The Christian response to Mithras was unique among responses to pagan cults. Justin Martyr, writing around 150 CE, did not dismiss the Mithraic meal as meaningless superstition. He called it a demonic imitation of the Eucharist, created in advance by devils with foreknowledge of Christ. Tertullian made the same argument about Mithraic baptism and the Miles crown ordeal. The early Christians did not say Mithras was nothing. They said he was a counterfeit. The similarity was the threat.
The December 25 connection is regularly overstated. The Chronograph of 354 lists that date as the Natalis Invicti, the Birthday of the Unconquered. This is a feast of Sol Invictus, the public solar cult promoted by Emperor Aurelian in 274 CE. Steven Hijmans has demonstrated that the December 25 solar festival belongs to the public cult of Sol, not specifically to Mithras. Within Mithraic art, Mithras and Sol appear as two separate figures. The claim that “Christians stole Christmas from Mithras” is wrong, or at best a significant oversimplification.
Modern Survival
When the end came, it came in two ways.
Some mithraea were destroyed violently. At Sarrebourg in Gaul, the altar was smashed, faces defaced, and a skeleton with hands bound behind its back with iron chains was found in the debris. Jerome records the senator Gracchus overturning, breaking, and setting fire to a mithraeum and “all the monstrous images” before converting to Christianity. At San Clemente in Rome, the mithraeum was filled with rubble to provide foundations for a Christian apse.
Other mithraea were buried with care. At the London Walbrook mithraeum, sculptures were “very carefully buried by people who had considerable respect for them.” At Osterburken, the bull-slaying relief was covered with sand. At Santa Maria Capua Vetere, the space was filled in and the wall paintings left unmarked. These were not acts of destruction. They look like acts of ritual closure, performed by the Mithraists themselves. They knew their time was ending. Some chose to bury their gods with dignity.
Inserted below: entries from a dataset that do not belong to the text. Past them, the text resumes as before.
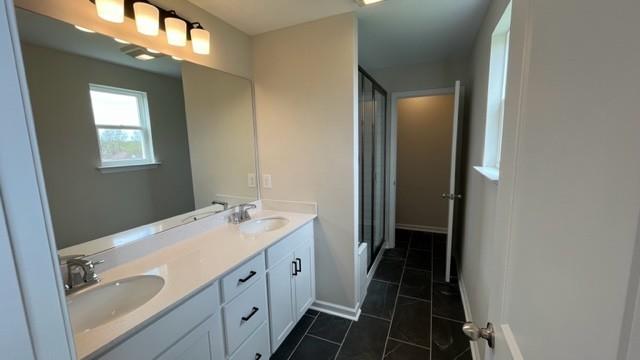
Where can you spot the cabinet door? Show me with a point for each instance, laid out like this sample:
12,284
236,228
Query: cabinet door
281,308
202,343
305,278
The Mithraism article on this site covers the full archaeological and textual record. What that record preserves is a religion that operated for three centuries without producing a surviving scripture, whose central image encodes real astronomical knowledge that no single scholar has fully decoded, whose followers included both frontier soldiers and Roman senators, and whose temples were small enough to feel like family and dark enough to feel like the cosmos. The Mithraists kept their secrets. When they could no longer keep their temples, some of them kept the secret one last time by choosing how the end would look.